In junior high, I took trombone lessons, and those from one of the most respected instrumental music teachers in the area. He had been a standout at Eastman, but he could only do so much for a kid who had arms long enough for the instrument, but no self-discipline to actually practice. I may have played two or three years, even adding my trombone’s notes to a school band, but when my progress wasn’t progressing, Dad said he wasn’t willing to rent an instrument for another year. My brother, it must be said, did take up the instrument, marched in the high school band, and made some pleasant sounds. I think he still has the horn.

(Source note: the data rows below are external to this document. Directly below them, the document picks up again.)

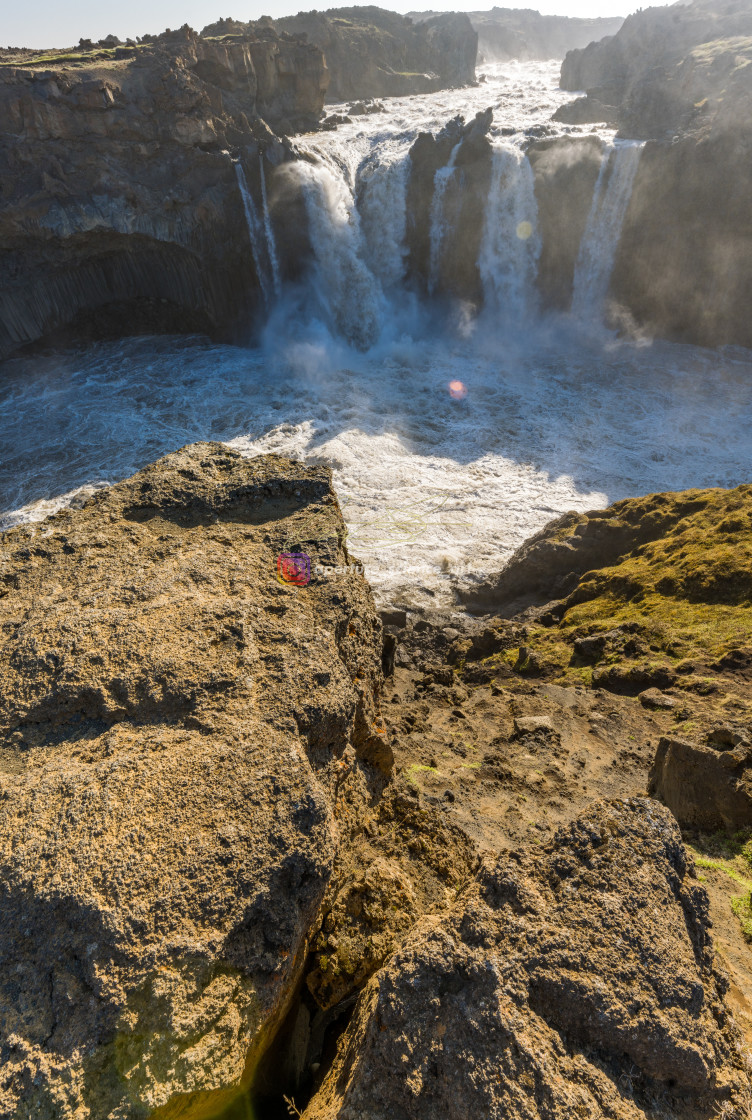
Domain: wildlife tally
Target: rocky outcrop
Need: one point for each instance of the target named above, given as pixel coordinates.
(456, 165)
(373, 53)
(184, 742)
(566, 170)
(576, 980)
(670, 68)
(121, 210)
(684, 264)
(706, 785)
(680, 77)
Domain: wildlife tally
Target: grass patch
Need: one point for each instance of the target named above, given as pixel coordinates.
(683, 584)
(416, 768)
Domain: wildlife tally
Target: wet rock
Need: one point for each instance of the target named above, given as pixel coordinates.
(184, 726)
(657, 700)
(597, 944)
(160, 244)
(456, 272)
(706, 787)
(393, 617)
(632, 680)
(373, 53)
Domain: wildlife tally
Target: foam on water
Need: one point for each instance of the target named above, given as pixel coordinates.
(427, 483)
(433, 488)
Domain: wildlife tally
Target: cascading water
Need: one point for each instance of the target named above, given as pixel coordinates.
(383, 217)
(271, 244)
(432, 487)
(511, 244)
(441, 183)
(256, 235)
(597, 251)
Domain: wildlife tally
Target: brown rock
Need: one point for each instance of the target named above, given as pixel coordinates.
(575, 981)
(174, 721)
(706, 787)
(653, 698)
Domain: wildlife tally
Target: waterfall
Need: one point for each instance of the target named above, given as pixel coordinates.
(344, 287)
(597, 251)
(383, 218)
(510, 248)
(271, 244)
(441, 183)
(256, 234)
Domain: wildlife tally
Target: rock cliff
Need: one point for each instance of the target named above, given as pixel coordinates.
(463, 151)
(679, 77)
(521, 33)
(233, 855)
(670, 68)
(373, 53)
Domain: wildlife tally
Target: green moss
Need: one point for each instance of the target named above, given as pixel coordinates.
(688, 589)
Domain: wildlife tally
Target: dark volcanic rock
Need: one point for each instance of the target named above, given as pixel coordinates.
(706, 786)
(176, 726)
(680, 75)
(120, 210)
(684, 268)
(670, 67)
(575, 981)
(520, 33)
(566, 170)
(464, 199)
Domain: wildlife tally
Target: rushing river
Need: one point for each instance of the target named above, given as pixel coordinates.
(451, 441)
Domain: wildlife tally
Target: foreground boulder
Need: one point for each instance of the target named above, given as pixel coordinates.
(160, 242)
(679, 76)
(376, 53)
(175, 727)
(706, 785)
(577, 980)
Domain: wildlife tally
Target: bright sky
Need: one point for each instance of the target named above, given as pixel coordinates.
(53, 24)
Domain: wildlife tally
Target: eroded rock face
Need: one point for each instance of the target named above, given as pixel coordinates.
(575, 981)
(679, 76)
(566, 171)
(176, 726)
(373, 53)
(121, 211)
(670, 68)
(706, 785)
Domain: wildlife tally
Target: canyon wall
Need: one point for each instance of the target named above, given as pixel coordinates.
(372, 53)
(680, 78)
(521, 33)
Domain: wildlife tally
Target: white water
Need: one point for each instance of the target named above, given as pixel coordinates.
(269, 233)
(434, 490)
(511, 244)
(441, 183)
(256, 234)
(597, 251)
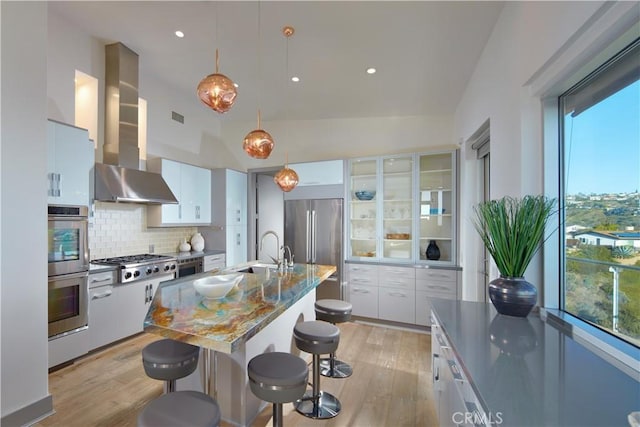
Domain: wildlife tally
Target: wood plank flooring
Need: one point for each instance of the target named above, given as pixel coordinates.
(390, 385)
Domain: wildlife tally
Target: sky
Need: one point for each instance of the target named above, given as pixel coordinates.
(603, 145)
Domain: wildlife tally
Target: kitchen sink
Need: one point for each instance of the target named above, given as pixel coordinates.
(257, 268)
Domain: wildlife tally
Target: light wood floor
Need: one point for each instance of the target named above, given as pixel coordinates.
(390, 385)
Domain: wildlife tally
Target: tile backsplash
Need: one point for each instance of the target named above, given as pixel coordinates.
(119, 229)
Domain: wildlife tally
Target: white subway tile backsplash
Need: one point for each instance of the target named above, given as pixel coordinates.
(120, 229)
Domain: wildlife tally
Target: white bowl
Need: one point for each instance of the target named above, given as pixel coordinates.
(216, 287)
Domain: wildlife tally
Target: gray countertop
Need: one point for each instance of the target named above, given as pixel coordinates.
(533, 371)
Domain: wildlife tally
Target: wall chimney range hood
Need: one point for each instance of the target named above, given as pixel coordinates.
(119, 178)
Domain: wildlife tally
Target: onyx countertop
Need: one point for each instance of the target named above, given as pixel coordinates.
(536, 371)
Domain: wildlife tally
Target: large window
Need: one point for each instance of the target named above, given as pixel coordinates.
(600, 150)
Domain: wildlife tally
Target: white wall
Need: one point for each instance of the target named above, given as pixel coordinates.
(308, 140)
(23, 276)
(526, 37)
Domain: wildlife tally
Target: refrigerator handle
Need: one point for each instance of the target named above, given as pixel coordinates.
(314, 226)
(308, 242)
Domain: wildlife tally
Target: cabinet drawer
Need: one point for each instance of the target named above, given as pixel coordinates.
(363, 269)
(423, 307)
(363, 274)
(408, 283)
(397, 305)
(387, 272)
(364, 300)
(436, 274)
(436, 286)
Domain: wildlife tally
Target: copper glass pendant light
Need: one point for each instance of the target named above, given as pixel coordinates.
(258, 143)
(286, 178)
(217, 91)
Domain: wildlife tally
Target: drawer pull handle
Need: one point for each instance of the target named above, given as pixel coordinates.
(397, 294)
(102, 295)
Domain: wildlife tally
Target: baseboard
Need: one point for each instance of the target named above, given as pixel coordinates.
(30, 414)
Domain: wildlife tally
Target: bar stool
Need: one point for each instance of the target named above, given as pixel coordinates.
(317, 338)
(169, 360)
(333, 311)
(181, 408)
(278, 378)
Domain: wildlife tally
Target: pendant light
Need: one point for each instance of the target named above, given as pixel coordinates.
(286, 178)
(258, 143)
(217, 91)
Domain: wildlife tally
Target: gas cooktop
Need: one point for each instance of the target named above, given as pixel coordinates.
(138, 267)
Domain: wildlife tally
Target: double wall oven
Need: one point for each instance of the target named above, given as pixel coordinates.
(68, 265)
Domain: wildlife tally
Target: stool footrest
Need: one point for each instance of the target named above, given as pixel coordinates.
(320, 407)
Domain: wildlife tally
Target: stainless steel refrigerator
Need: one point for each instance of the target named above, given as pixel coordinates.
(313, 231)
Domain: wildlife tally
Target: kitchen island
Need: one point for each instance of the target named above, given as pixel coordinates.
(255, 317)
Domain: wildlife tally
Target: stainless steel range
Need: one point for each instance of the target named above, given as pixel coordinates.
(139, 267)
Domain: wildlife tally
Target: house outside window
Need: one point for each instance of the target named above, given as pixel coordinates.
(600, 184)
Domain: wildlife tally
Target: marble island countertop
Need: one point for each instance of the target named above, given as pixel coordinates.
(179, 312)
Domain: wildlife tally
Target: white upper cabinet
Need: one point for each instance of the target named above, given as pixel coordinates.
(70, 159)
(229, 195)
(400, 205)
(192, 187)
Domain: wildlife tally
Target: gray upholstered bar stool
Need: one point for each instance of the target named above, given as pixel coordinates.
(169, 360)
(278, 378)
(333, 311)
(181, 408)
(317, 338)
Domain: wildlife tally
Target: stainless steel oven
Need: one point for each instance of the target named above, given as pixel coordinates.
(68, 303)
(68, 247)
(189, 266)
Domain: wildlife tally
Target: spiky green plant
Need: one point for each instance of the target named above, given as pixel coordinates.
(512, 230)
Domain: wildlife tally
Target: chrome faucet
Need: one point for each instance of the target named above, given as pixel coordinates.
(277, 259)
(289, 263)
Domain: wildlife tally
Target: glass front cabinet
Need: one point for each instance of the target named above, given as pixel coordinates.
(403, 208)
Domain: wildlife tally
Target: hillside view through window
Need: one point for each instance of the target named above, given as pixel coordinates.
(601, 152)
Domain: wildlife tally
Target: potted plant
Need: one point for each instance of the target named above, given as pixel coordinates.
(512, 230)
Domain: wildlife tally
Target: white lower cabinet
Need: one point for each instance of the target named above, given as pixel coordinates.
(455, 401)
(398, 293)
(117, 310)
(103, 327)
(433, 283)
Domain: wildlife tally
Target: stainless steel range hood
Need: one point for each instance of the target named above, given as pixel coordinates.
(119, 178)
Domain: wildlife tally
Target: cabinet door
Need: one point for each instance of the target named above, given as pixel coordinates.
(236, 198)
(397, 305)
(236, 244)
(132, 301)
(171, 172)
(70, 162)
(364, 300)
(436, 188)
(363, 209)
(195, 194)
(103, 324)
(397, 208)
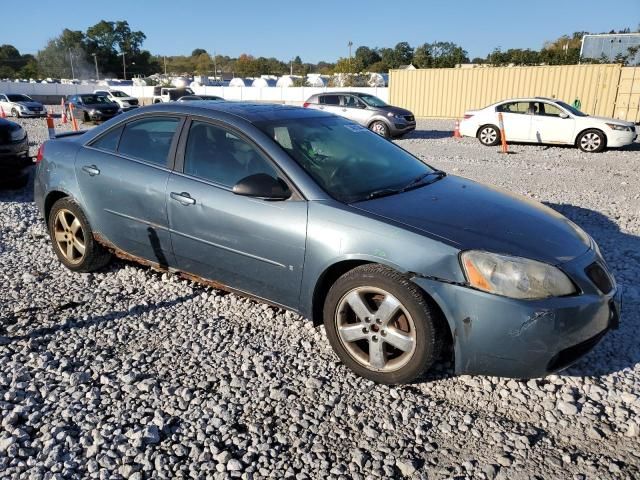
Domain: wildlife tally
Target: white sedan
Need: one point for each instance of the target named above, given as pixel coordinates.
(546, 121)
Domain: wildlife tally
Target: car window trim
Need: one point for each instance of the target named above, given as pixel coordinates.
(181, 148)
(171, 155)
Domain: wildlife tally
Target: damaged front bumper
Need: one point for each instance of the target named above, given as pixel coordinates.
(505, 337)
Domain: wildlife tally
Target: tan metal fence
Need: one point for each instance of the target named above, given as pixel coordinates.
(607, 90)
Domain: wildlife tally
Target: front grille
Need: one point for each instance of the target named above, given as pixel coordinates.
(599, 277)
(566, 357)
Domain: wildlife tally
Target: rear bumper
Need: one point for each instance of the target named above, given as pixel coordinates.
(504, 337)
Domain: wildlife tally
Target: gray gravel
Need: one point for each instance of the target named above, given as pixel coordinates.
(129, 373)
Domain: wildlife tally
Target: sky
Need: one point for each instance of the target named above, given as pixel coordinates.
(321, 30)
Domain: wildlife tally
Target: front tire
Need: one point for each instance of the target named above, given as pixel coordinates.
(489, 135)
(380, 128)
(381, 326)
(72, 238)
(592, 141)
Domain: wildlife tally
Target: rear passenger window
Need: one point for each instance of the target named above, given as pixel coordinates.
(330, 100)
(149, 139)
(217, 155)
(109, 141)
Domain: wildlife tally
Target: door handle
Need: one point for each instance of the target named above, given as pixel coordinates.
(184, 198)
(91, 170)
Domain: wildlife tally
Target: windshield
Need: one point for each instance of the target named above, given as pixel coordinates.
(571, 109)
(372, 101)
(19, 98)
(347, 160)
(90, 99)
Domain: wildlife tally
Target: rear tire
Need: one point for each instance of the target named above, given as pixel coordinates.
(489, 135)
(380, 128)
(592, 141)
(72, 238)
(381, 326)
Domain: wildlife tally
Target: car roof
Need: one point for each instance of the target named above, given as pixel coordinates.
(251, 112)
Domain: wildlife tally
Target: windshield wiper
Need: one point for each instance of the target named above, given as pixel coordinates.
(419, 180)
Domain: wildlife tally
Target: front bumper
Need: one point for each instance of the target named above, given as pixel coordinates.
(401, 128)
(505, 337)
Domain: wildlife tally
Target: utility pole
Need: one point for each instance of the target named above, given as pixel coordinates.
(215, 67)
(73, 75)
(95, 60)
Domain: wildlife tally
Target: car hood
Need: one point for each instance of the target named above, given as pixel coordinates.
(395, 110)
(29, 104)
(470, 215)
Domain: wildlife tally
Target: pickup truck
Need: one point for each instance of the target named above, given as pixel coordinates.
(169, 94)
(125, 101)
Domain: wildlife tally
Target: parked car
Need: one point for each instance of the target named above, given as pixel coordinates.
(124, 101)
(189, 98)
(15, 162)
(169, 94)
(367, 110)
(546, 121)
(314, 213)
(92, 107)
(20, 105)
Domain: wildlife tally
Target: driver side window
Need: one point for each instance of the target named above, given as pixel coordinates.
(218, 155)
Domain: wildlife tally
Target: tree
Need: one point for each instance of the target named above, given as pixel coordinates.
(365, 57)
(403, 54)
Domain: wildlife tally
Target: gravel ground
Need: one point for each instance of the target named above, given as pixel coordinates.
(129, 373)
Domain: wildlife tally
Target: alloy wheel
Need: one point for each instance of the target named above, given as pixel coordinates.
(375, 329)
(69, 236)
(590, 142)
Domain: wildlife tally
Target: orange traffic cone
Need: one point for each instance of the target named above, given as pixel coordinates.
(64, 111)
(456, 130)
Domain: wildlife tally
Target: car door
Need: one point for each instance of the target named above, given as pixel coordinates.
(354, 109)
(517, 120)
(551, 124)
(331, 103)
(253, 245)
(123, 176)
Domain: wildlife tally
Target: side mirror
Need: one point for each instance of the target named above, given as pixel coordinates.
(261, 185)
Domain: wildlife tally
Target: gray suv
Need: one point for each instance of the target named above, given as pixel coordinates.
(367, 110)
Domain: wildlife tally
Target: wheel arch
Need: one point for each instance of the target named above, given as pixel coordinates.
(51, 198)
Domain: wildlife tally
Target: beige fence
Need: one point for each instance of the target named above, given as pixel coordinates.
(607, 90)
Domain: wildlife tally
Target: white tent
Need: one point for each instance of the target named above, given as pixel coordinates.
(287, 81)
(263, 82)
(239, 82)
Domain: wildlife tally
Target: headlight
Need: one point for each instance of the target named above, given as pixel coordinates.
(514, 277)
(18, 134)
(620, 128)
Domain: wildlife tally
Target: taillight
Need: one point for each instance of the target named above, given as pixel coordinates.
(40, 155)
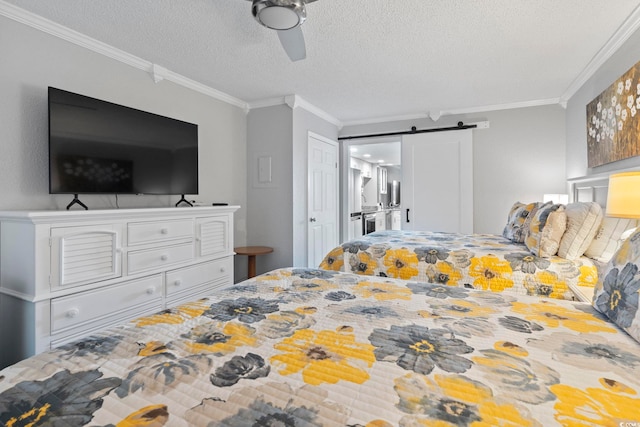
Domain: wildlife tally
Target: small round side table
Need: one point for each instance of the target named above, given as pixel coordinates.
(252, 251)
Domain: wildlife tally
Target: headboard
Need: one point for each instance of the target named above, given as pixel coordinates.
(589, 189)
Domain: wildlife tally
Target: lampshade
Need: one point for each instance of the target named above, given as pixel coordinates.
(623, 198)
(563, 199)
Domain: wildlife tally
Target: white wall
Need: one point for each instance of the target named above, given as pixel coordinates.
(520, 157)
(33, 60)
(619, 63)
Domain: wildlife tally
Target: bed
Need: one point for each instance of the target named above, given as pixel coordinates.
(546, 249)
(481, 261)
(312, 347)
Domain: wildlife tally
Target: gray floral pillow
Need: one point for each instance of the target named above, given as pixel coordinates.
(616, 295)
(517, 221)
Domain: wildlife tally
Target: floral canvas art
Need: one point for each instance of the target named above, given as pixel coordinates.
(613, 125)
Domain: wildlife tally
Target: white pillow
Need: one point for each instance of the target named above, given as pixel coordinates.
(607, 240)
(583, 222)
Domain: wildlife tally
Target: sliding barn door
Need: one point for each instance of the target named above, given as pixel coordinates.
(437, 181)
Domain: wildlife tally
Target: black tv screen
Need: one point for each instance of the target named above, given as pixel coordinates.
(99, 147)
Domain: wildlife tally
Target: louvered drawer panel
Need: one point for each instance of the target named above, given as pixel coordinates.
(84, 254)
(213, 236)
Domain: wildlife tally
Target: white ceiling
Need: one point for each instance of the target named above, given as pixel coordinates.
(366, 59)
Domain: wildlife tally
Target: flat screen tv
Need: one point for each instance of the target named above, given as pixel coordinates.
(97, 147)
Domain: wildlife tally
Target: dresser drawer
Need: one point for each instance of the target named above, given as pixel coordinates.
(71, 311)
(139, 233)
(188, 278)
(148, 259)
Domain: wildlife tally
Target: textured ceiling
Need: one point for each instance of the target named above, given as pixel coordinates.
(366, 59)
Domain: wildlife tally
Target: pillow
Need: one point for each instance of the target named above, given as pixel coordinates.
(607, 239)
(616, 295)
(519, 213)
(546, 229)
(583, 222)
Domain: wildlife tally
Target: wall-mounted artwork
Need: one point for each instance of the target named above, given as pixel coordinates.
(613, 121)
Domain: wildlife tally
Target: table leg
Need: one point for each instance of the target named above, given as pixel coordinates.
(252, 266)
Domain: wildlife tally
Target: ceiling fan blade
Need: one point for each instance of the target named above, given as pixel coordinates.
(293, 43)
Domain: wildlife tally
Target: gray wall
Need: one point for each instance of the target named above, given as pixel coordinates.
(519, 158)
(33, 60)
(277, 212)
(269, 212)
(620, 62)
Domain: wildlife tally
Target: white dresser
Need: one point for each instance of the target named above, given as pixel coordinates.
(66, 274)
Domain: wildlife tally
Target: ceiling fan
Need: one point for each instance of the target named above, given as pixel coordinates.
(286, 17)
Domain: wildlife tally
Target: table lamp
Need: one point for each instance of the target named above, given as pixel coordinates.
(623, 197)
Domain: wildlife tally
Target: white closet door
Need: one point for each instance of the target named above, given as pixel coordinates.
(437, 180)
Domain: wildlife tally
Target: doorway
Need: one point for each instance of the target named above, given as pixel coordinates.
(373, 167)
(322, 205)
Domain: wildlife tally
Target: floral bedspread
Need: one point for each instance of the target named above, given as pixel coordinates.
(481, 261)
(305, 347)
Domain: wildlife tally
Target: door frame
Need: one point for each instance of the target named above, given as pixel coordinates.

When I was about to get married, I was in a Woolco department store (Woolworth’s ill-fated take on big box discount stores) and saw this harmonica. I figured it might be my last toy purchase before marriage, so I got it. My experience with it has been no more successful than Woolco’s entry into discount merchandising. Mostly I’ve used the harmonica to stay awake while driving. I can’t do that anymore, though, fearing that it’s a handheld device that might get me pulled over.
All this is to say that I have regretted for decades my inability to play an instrument. I so wish I could walk over to a piano and sit down and play something nice. I wish I could take my harmonica to jazz jams and pretend I were Toots Thielmans and wow the crowd. I imagine carrying my guitar to a party and playing some James Taylor, or one of my own very impressive tunes.
Or, prayers. I have two old LPs of Father Malcolm Boyd reading his prayers from his book Are You Running with Me, Jesus? Jazz guitarist Charlie Byrd accompanies the readings, and I swear Byrd is praying too, through his solo guitar. I wish I could do that. But, if wishes were horses…
There are those who say that it’s never too late to learn, and that learning an instrument is good for the aging brain. Here’s the problem. I have honed the art of procrastination for so long, and I have not overcome that lack of self-discipline thing, so let’s get real. I’ll just continue to whistle and hum and dream.
And I will become an evangelist for music education, urging every kid I come in contact with to at least try an instrument for awhile. “You won’t regret it!” I’ll preach. From experience.